Numerous new drugs enter the pharmaceutical market annually, and a slew of scientific research and clinical studies report new evidence on drugs. The pharmaceutical industry sends PSRs directly into physicians’ offices to provide the information face-to-face. Except for a few irreplaceable drugs, most PSRs find it difficult to stand out from competitors and rapidly increase the number of prescriptions by simply providing information, hence, marketing strategies aimed at physicians as individuals are widely used.

In different healthcare environments in the United States and China, PSRs try to meet the different needs of physicians through various material and non-material ways. In the past few decades, the manipulation of prescribing behavior by PSRs through bribery was widespread in China. Furthermore, institutional reasons, the understanding of physicians’ practice environment, and psychological status were major contributors to sustaining this practice [116, 111, 119, 70].

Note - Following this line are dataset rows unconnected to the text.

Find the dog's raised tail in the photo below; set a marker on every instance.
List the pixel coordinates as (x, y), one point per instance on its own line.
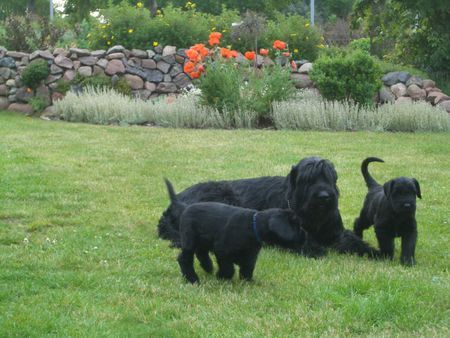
(370, 181)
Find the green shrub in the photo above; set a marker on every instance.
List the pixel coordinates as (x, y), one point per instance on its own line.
(35, 73)
(347, 76)
(360, 44)
(304, 41)
(308, 111)
(221, 88)
(38, 104)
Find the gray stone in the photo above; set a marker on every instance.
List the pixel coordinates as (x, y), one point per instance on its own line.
(98, 53)
(403, 100)
(385, 95)
(5, 72)
(98, 70)
(416, 93)
(301, 80)
(114, 56)
(44, 93)
(166, 87)
(134, 81)
(102, 63)
(69, 75)
(115, 67)
(444, 105)
(80, 52)
(414, 80)
(395, 77)
(88, 60)
(7, 62)
(182, 80)
(175, 70)
(23, 94)
(149, 64)
(3, 90)
(4, 103)
(116, 49)
(85, 71)
(53, 78)
(138, 53)
(163, 66)
(399, 89)
(54, 69)
(305, 68)
(63, 62)
(16, 55)
(169, 59)
(428, 84)
(169, 50)
(154, 75)
(150, 86)
(21, 108)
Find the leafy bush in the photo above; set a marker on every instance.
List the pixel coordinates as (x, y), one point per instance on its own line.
(308, 111)
(360, 44)
(35, 73)
(347, 76)
(38, 104)
(304, 41)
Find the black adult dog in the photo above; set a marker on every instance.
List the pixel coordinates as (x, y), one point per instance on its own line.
(392, 208)
(309, 190)
(234, 234)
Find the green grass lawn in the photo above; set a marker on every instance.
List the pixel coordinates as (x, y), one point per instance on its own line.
(79, 254)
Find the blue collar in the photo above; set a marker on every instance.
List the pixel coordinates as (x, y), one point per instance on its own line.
(255, 230)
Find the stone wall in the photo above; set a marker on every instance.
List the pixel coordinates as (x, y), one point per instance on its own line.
(149, 73)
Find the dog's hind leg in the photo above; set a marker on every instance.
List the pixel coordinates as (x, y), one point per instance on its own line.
(408, 249)
(205, 260)
(226, 267)
(186, 262)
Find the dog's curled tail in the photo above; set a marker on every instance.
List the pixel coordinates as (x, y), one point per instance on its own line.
(370, 181)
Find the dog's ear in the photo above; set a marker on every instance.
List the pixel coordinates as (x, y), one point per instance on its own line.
(282, 228)
(416, 183)
(388, 187)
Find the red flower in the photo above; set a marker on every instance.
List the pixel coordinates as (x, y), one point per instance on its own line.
(264, 52)
(278, 44)
(215, 35)
(250, 55)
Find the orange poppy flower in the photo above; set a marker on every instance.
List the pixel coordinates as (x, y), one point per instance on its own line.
(213, 41)
(264, 52)
(225, 52)
(215, 35)
(192, 54)
(250, 55)
(189, 67)
(278, 44)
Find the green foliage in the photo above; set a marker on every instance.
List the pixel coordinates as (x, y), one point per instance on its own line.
(303, 40)
(221, 87)
(35, 73)
(360, 44)
(349, 76)
(29, 33)
(38, 104)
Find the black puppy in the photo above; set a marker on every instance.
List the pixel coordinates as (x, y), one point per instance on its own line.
(234, 234)
(309, 189)
(392, 208)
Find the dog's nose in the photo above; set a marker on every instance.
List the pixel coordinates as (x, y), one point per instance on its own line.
(323, 195)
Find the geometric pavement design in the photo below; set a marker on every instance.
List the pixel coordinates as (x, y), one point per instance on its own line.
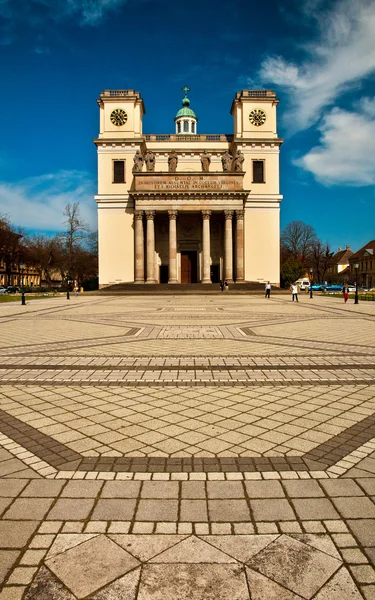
(187, 446)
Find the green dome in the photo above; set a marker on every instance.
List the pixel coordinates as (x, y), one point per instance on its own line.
(186, 111)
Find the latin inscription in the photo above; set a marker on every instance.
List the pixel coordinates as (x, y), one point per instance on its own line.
(188, 183)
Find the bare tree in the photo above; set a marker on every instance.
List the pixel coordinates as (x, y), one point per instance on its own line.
(72, 238)
(297, 241)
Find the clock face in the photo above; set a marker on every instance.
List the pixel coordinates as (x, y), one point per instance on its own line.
(118, 117)
(257, 117)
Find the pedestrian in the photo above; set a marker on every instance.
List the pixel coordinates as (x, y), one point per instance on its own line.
(345, 291)
(294, 290)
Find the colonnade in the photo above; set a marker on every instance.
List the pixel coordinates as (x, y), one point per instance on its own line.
(151, 276)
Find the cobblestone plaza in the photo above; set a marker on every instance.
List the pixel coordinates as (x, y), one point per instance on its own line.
(188, 447)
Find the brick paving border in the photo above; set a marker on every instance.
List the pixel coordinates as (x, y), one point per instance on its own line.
(61, 457)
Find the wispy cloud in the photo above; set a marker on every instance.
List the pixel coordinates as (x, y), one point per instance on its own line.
(346, 152)
(38, 202)
(342, 54)
(38, 12)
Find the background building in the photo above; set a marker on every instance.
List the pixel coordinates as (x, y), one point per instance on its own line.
(188, 207)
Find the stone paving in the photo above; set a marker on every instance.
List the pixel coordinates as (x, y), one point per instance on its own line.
(187, 447)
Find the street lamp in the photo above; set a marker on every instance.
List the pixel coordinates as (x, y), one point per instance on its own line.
(22, 268)
(356, 267)
(67, 288)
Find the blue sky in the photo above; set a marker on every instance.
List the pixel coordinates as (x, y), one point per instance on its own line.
(319, 56)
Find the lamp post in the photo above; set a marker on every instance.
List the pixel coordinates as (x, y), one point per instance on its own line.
(67, 288)
(22, 268)
(356, 267)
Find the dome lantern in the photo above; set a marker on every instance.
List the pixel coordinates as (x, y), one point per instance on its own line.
(186, 119)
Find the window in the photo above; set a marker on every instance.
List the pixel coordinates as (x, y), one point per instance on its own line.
(118, 171)
(258, 171)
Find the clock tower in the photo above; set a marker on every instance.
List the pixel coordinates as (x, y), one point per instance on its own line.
(121, 113)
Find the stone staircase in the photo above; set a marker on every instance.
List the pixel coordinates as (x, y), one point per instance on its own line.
(122, 289)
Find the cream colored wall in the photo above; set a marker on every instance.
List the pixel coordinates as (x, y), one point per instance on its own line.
(262, 245)
(132, 127)
(105, 170)
(116, 244)
(271, 169)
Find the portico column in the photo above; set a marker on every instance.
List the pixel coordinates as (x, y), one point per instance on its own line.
(172, 246)
(228, 246)
(139, 247)
(239, 247)
(206, 274)
(150, 264)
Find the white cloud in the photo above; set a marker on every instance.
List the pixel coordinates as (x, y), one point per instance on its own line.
(38, 202)
(347, 148)
(341, 56)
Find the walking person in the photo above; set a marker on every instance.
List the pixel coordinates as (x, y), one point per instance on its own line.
(294, 290)
(345, 291)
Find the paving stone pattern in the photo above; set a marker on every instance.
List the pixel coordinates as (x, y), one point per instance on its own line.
(187, 447)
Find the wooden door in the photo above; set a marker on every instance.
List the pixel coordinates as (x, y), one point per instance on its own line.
(188, 267)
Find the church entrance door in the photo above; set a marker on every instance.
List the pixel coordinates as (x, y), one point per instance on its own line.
(189, 266)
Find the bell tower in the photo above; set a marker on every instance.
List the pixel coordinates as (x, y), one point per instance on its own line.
(254, 114)
(121, 114)
(186, 119)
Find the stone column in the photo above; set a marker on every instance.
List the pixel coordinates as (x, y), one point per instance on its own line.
(150, 265)
(206, 274)
(172, 275)
(139, 266)
(228, 246)
(240, 274)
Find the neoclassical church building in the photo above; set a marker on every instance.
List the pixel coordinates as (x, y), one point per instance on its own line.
(188, 207)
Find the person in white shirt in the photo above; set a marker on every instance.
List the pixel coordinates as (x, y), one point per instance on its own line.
(294, 290)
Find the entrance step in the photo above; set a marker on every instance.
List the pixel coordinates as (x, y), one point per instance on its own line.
(180, 288)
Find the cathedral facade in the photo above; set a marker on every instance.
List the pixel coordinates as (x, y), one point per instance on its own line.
(188, 207)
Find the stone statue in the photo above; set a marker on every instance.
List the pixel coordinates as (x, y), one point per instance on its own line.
(150, 160)
(226, 161)
(205, 161)
(238, 161)
(172, 161)
(138, 162)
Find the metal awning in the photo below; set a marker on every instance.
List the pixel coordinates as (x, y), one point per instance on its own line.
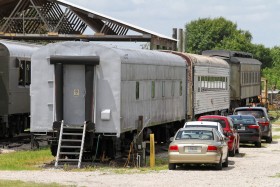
(61, 20)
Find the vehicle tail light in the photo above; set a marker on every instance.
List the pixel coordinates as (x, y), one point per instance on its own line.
(264, 123)
(212, 148)
(253, 126)
(173, 148)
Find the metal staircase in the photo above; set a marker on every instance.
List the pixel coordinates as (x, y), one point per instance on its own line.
(71, 144)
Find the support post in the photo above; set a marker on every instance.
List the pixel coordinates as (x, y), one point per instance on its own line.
(152, 150)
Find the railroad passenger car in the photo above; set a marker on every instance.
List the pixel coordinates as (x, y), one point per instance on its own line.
(15, 79)
(245, 77)
(208, 85)
(108, 88)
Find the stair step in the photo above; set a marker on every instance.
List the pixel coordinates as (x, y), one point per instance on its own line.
(72, 133)
(69, 146)
(69, 160)
(71, 140)
(69, 153)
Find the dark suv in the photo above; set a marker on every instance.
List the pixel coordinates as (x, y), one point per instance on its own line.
(229, 131)
(260, 113)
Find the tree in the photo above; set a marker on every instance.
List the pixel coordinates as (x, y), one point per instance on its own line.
(263, 54)
(219, 33)
(272, 73)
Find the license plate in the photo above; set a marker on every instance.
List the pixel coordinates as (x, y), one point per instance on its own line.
(242, 128)
(193, 149)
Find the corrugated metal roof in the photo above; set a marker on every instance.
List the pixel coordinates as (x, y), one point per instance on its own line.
(95, 15)
(62, 17)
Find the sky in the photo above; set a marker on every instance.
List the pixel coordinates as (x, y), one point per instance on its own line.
(259, 17)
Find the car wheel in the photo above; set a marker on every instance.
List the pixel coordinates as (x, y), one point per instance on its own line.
(232, 153)
(237, 149)
(171, 166)
(268, 139)
(258, 144)
(225, 164)
(219, 166)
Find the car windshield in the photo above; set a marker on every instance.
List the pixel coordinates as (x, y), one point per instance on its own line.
(208, 126)
(195, 134)
(255, 113)
(243, 120)
(222, 122)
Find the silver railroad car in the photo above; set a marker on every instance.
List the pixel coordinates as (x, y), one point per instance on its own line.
(15, 72)
(107, 87)
(245, 77)
(208, 85)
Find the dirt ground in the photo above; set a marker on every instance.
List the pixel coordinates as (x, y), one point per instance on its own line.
(252, 167)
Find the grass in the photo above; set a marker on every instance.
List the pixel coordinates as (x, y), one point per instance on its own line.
(274, 137)
(17, 183)
(276, 115)
(25, 160)
(160, 164)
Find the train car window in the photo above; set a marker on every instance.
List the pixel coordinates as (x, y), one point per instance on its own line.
(199, 84)
(226, 83)
(153, 89)
(22, 71)
(163, 89)
(28, 73)
(181, 88)
(137, 90)
(172, 89)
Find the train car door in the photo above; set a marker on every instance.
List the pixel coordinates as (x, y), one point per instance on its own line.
(74, 94)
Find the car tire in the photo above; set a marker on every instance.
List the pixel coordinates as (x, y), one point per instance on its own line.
(258, 144)
(268, 139)
(237, 150)
(219, 166)
(225, 164)
(232, 153)
(171, 166)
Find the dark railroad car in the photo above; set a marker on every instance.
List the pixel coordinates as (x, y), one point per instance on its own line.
(15, 79)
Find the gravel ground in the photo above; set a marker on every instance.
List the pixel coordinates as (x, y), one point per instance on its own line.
(252, 167)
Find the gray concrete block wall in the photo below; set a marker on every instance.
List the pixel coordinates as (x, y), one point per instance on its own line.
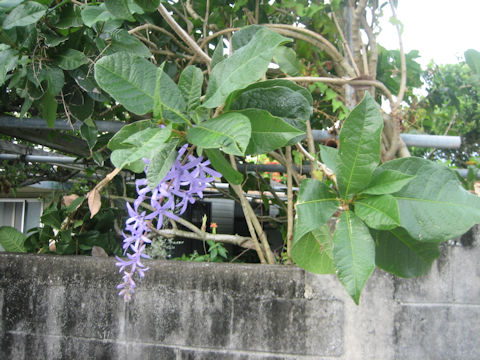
(67, 308)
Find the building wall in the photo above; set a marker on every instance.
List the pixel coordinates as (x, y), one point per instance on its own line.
(67, 308)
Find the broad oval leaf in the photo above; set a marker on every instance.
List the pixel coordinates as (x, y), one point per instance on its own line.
(353, 253)
(129, 79)
(379, 212)
(359, 149)
(71, 59)
(387, 182)
(190, 85)
(244, 67)
(268, 132)
(161, 163)
(11, 239)
(398, 253)
(316, 204)
(25, 14)
(314, 251)
(118, 140)
(149, 143)
(433, 206)
(230, 131)
(220, 164)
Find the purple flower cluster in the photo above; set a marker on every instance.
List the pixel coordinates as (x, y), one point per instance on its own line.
(186, 180)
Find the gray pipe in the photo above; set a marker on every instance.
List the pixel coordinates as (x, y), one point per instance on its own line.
(40, 158)
(435, 141)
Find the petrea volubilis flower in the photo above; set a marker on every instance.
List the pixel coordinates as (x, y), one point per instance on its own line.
(183, 184)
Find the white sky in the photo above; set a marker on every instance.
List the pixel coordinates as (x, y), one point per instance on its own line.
(440, 29)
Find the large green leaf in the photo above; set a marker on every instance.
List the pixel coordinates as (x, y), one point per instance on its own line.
(161, 163)
(117, 141)
(129, 79)
(268, 132)
(353, 253)
(398, 253)
(230, 131)
(169, 98)
(314, 251)
(25, 14)
(148, 5)
(244, 67)
(148, 143)
(387, 182)
(316, 204)
(379, 212)
(190, 85)
(433, 206)
(287, 60)
(93, 14)
(71, 59)
(359, 149)
(119, 9)
(220, 164)
(11, 239)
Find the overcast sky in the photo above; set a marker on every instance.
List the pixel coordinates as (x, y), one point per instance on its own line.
(440, 29)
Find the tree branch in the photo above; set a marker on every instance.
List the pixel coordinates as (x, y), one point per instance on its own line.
(182, 34)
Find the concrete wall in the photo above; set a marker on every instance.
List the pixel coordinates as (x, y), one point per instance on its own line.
(67, 308)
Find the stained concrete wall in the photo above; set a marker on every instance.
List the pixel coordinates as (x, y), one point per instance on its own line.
(68, 308)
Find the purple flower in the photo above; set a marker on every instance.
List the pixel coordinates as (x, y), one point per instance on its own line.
(186, 180)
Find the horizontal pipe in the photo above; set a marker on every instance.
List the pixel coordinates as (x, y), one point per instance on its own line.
(419, 140)
(40, 158)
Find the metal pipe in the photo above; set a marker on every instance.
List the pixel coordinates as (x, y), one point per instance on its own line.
(60, 124)
(419, 140)
(40, 158)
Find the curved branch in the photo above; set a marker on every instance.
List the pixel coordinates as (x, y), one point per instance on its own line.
(326, 80)
(183, 35)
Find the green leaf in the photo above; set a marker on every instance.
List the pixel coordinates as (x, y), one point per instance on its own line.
(25, 14)
(220, 164)
(119, 9)
(161, 163)
(433, 206)
(148, 5)
(117, 141)
(148, 144)
(268, 132)
(89, 133)
(353, 253)
(229, 131)
(329, 157)
(54, 77)
(93, 14)
(217, 56)
(387, 182)
(8, 61)
(12, 240)
(314, 251)
(287, 60)
(244, 67)
(129, 79)
(123, 41)
(49, 109)
(398, 253)
(359, 149)
(280, 101)
(190, 85)
(316, 204)
(379, 212)
(71, 59)
(472, 58)
(169, 96)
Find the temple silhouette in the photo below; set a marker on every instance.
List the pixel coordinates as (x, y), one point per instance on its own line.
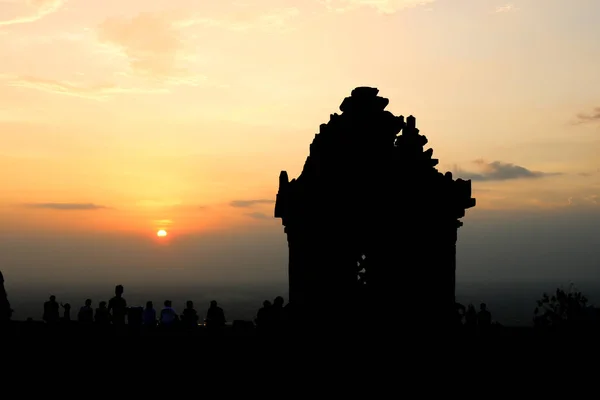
(371, 223)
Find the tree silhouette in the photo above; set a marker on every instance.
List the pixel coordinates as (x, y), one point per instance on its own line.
(561, 309)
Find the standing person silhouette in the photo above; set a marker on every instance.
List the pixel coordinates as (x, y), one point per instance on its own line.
(5, 310)
(215, 317)
(51, 311)
(118, 306)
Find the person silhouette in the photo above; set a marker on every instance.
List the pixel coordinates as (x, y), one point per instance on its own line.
(190, 315)
(5, 310)
(149, 316)
(51, 311)
(67, 312)
(168, 316)
(264, 317)
(86, 313)
(118, 306)
(215, 317)
(102, 316)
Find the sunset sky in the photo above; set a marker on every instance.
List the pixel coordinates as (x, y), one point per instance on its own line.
(122, 117)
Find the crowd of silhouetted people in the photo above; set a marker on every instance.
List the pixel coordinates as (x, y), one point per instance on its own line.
(115, 316)
(472, 321)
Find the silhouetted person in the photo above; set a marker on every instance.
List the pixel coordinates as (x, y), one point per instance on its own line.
(51, 311)
(67, 311)
(135, 317)
(168, 316)
(102, 316)
(149, 316)
(277, 311)
(264, 317)
(190, 315)
(86, 313)
(484, 317)
(5, 310)
(118, 306)
(215, 317)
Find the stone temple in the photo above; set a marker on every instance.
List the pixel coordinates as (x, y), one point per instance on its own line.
(371, 223)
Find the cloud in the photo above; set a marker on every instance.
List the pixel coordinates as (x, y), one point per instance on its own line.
(594, 116)
(95, 92)
(34, 10)
(244, 20)
(257, 215)
(249, 203)
(66, 206)
(382, 6)
(149, 40)
(500, 171)
(506, 8)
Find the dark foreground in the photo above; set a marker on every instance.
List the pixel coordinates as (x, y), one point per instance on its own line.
(247, 328)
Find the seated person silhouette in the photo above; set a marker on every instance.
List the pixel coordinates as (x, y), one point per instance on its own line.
(190, 315)
(102, 315)
(168, 316)
(51, 312)
(215, 317)
(149, 316)
(86, 313)
(118, 306)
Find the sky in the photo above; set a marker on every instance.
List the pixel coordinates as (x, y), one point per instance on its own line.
(119, 118)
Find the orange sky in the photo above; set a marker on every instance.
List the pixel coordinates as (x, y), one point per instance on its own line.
(144, 114)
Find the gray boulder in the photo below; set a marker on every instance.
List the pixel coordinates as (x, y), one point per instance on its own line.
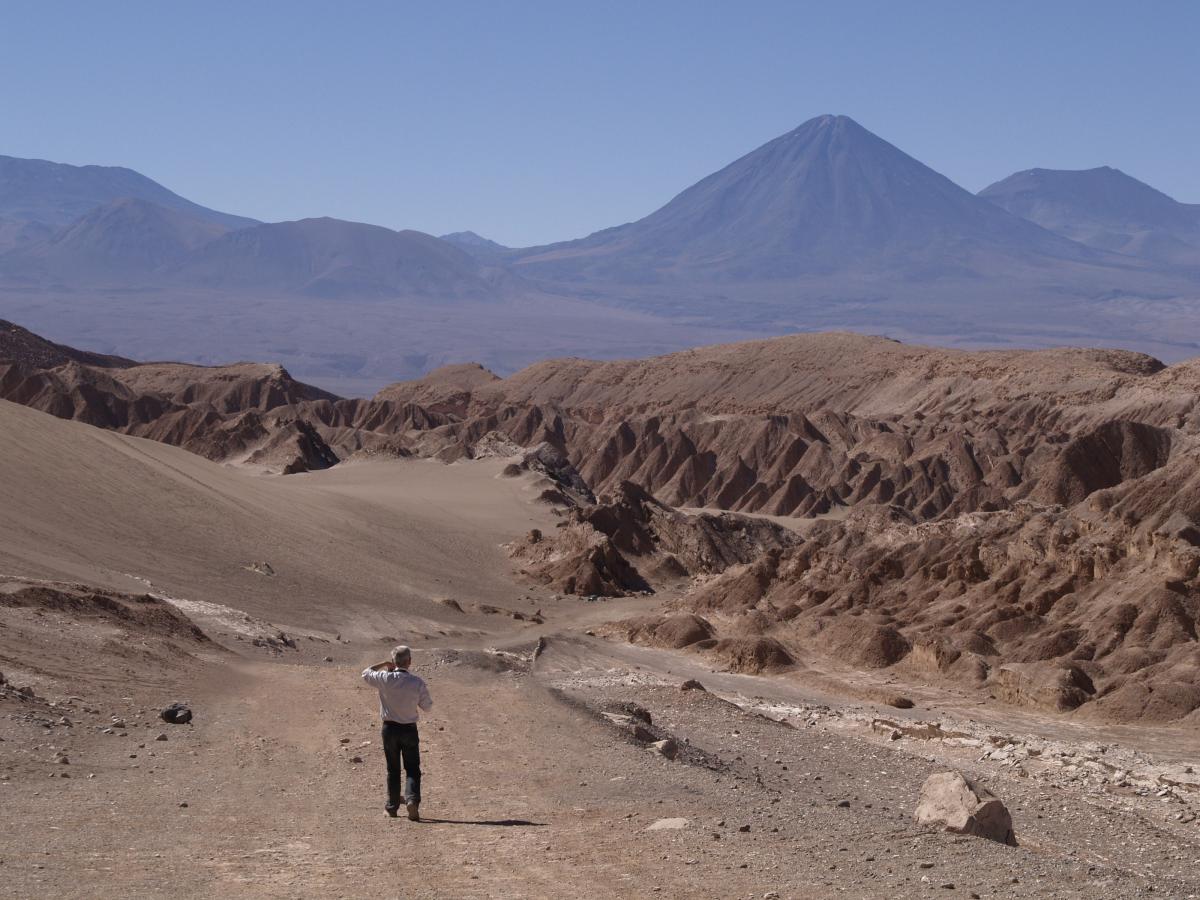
(948, 801)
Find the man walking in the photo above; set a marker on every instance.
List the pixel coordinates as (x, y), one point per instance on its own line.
(401, 696)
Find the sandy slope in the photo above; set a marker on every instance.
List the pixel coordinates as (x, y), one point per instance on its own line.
(531, 791)
(355, 547)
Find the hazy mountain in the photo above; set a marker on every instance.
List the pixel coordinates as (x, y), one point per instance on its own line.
(826, 197)
(1103, 208)
(484, 250)
(469, 239)
(119, 241)
(57, 195)
(328, 257)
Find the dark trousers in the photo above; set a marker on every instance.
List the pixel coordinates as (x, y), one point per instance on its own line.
(402, 747)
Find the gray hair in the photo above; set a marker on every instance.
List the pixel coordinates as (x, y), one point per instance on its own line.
(401, 657)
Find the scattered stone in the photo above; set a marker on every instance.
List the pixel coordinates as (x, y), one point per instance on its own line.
(949, 801)
(666, 748)
(667, 825)
(177, 714)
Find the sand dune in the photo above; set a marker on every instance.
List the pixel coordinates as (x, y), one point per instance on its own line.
(378, 539)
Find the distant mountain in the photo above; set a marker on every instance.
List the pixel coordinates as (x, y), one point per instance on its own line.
(469, 239)
(121, 240)
(827, 197)
(484, 250)
(331, 258)
(57, 195)
(1103, 208)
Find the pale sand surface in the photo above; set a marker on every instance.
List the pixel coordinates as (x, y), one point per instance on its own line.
(528, 791)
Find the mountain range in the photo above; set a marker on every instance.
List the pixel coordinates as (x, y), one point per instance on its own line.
(827, 226)
(1105, 209)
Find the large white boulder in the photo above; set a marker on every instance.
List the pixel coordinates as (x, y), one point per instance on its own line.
(951, 802)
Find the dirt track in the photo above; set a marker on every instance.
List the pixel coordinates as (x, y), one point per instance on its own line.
(528, 793)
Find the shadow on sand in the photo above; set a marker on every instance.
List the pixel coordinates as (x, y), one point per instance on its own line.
(499, 822)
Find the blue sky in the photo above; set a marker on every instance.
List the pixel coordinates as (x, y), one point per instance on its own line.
(537, 121)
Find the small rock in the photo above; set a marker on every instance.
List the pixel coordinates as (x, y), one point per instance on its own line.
(177, 714)
(666, 748)
(667, 825)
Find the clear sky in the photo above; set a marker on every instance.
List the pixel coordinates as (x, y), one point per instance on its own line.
(533, 121)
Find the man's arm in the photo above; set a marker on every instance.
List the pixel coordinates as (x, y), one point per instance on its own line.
(371, 675)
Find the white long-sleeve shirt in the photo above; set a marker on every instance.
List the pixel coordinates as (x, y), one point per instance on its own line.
(401, 695)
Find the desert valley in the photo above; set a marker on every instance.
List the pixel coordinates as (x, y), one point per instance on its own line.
(551, 451)
(697, 625)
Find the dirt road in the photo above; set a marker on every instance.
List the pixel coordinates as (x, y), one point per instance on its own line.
(531, 792)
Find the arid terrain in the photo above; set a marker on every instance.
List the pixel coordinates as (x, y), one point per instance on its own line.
(820, 568)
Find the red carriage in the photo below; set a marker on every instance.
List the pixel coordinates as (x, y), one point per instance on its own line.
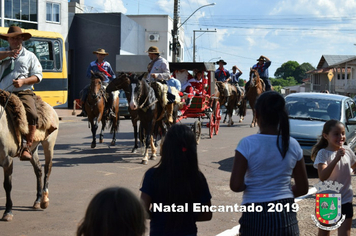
(204, 106)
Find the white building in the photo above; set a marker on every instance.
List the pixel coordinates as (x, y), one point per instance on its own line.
(42, 15)
(159, 33)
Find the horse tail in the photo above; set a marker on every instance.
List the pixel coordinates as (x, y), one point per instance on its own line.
(242, 108)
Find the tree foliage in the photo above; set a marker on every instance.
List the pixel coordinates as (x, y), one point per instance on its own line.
(293, 69)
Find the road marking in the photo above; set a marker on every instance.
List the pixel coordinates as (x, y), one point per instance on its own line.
(235, 230)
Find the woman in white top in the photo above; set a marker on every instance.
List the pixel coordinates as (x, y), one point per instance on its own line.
(263, 166)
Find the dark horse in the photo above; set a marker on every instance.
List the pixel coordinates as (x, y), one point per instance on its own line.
(95, 108)
(255, 89)
(235, 101)
(123, 81)
(143, 100)
(13, 123)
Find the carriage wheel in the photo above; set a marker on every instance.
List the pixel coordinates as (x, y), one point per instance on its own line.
(217, 118)
(211, 125)
(197, 130)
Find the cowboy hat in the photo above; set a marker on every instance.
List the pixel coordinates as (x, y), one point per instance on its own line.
(221, 60)
(153, 49)
(15, 31)
(101, 51)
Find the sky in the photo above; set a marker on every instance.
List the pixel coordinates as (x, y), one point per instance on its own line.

Currently, both the United States and China have implemented positive policies and regulations to limit PSRs’ undue influences on prescribing behavior, but more measures are needed. Unless physicians voluntarily refuse to meet with PSRs or a total ban is imposed by laws and regulations, simply disclosing industry payments (as in the United States) or limiting the scope of hospitals’ drug procurement and physicians’ prescribing (as in China) will be not enough to dispel public doubts about their interactions.

By comparing PSRs’ strategies in these two countries, this research essay found that seeking to build a friendly personal relationship is an important step when exerting individualized influence on physicians. If their interactions can be transferred from the current closed private space to a relatively open professional public space, the presence of others and the possibility of more relevant subjects participating may simulate more ethical and reputational concerns, motivating physicians to consider more professional norms and maintain the interaction in a professional field. The restriction on personal relationships will weaken the power of PSRs’ psychological tricks. Accepting conflicts of interest as a professional will face a greater ethical challenge than accepting gifts from friends as individuals. Meanwhile, exposing the interaction will also be helpful to increase transparency and public trust.

This proposal is put forward as a competing option to the current “office visit” model at a theoretical level. More studies and further discussions are needed if it is to have a positive effect as expected in reality in the future.